San Clemente has authorized spending more than $8.5 million on repairs expected to take as long as one year on the landslide that stopped train traffic for weeks between San Diego and Orange counties.

City officials said they hope to start the work as soon as possible because the slope is still slowly sliding, and the historic Casa Romantica Cultural Center and Gardens at the top is in danger of falling to the railroad tracks below.

“It’s extremely tenuous right now,” said Kevin Colson, vice president of the San Clemente consulting firm LGC Geotechnical, Inc., in a presentation this week to the San Clemente City Council.
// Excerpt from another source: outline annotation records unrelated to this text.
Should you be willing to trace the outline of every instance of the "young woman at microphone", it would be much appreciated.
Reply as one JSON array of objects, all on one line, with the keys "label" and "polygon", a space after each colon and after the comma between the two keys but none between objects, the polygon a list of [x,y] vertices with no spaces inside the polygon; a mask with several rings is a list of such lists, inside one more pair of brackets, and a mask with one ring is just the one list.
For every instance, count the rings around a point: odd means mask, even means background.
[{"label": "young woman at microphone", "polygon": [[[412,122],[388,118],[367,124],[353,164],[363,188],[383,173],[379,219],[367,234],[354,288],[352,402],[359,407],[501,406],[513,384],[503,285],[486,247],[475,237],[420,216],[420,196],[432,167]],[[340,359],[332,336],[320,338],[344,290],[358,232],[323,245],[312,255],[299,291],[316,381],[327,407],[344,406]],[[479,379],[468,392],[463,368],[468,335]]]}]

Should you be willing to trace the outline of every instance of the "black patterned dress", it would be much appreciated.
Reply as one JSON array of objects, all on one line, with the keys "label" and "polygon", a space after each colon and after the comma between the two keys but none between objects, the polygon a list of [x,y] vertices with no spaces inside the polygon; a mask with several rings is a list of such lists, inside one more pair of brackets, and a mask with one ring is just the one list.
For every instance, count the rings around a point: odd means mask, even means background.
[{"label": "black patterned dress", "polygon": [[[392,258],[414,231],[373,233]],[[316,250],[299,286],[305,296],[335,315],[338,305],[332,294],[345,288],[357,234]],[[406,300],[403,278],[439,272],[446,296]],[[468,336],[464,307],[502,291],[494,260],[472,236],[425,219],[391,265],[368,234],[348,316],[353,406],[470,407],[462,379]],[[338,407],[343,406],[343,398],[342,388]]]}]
The heavily traveled coastal line is San Diego County’s only railroad link to Orange County, Los Angeles and other points across the United States.

Casa Romantica was built in 1927 by San Clemente founder Ole Hanson on 2.5 acres that today is owned by the city. Soil samples show the buildings are constructed on sand that became saturated with water during the unusually heavy rains of the past winter.

“It’s teetering on failure, in simplified terms,” Colson said. “We have two clay beds dipping out of the slope that are extremely weak. There’s water in there. It wants to keep moving.”

The City Council voted unanimously to approve emergency contracts with LGC Geotechnical for consulting and with Alliance Diversified Enterprises, Inc., of Escondido for construction “immediately to secure the building and site to protect life and property prior to the upcoming winter rain season.”

The work will involve installing four sets of “tiebacks” or anchors drilled horizontally 100 feet into the slope from top to bottom to reach the layers of clay and bedrock beneath the sand.

The tiebacks will be connected to a concrete wall at the surface that will be covered with soil and a reinforcement fabric called a “geogrid,” and then landscaped when the stabilization is finished.

Money for the work will come from delaying for a few years a planned capital improvement project, construction of the city’s Mariposa Beach Trail Bridge replacement, said Kiel Koger, public works director and city engineer. That project was budgeted for $8 million. Meanwhile, the city will pursue state and federal grants that could cover the costs.

The stabilization project could take up to a year to complete, but the goal is to have the tiebacks installed before the winter rains begin, Koger said.

Also threatened by the slide is the Reef Gate condominium building on the slope below and slightly north of Casa Romantica. About 30 of the 72 condominiums there were evacuated for almost a month after the initial slide pushed mud and debris up against the building.

Several Reef Gate residents at the meeting Tuesday praised the city and its contractor for their response so far, and urged them to continue the work as quickly as possible.

“The approach to this is solid,” said Chuck Hartman, an engineer and long-time resident, and the work should be finished before rain activates the slide again.

Passenger rail travel resumed Monday between San Diego and Orange counties after the completion of a 12-foot-tall barrier wall along the tracks beneath the San Clemente slide, ending a suspension of nearly six weeks. During the suspension, Amtrak passengers could ride a bus to make the connection between the stations at Oceanside and Irvine.

Trains initially stopped April 27 because of the Casa Romantic landslide. Service resumed in late May after some grading and repairs, but trains were halted again June 5 after additional sliding occurred in the same place.

Before that, a different coastal slope failed in September 2021 and again in 2022 two miles south of the current trouble spot. Repairs there cost more than $13.7 million and kept passenger trains suspended for about six months.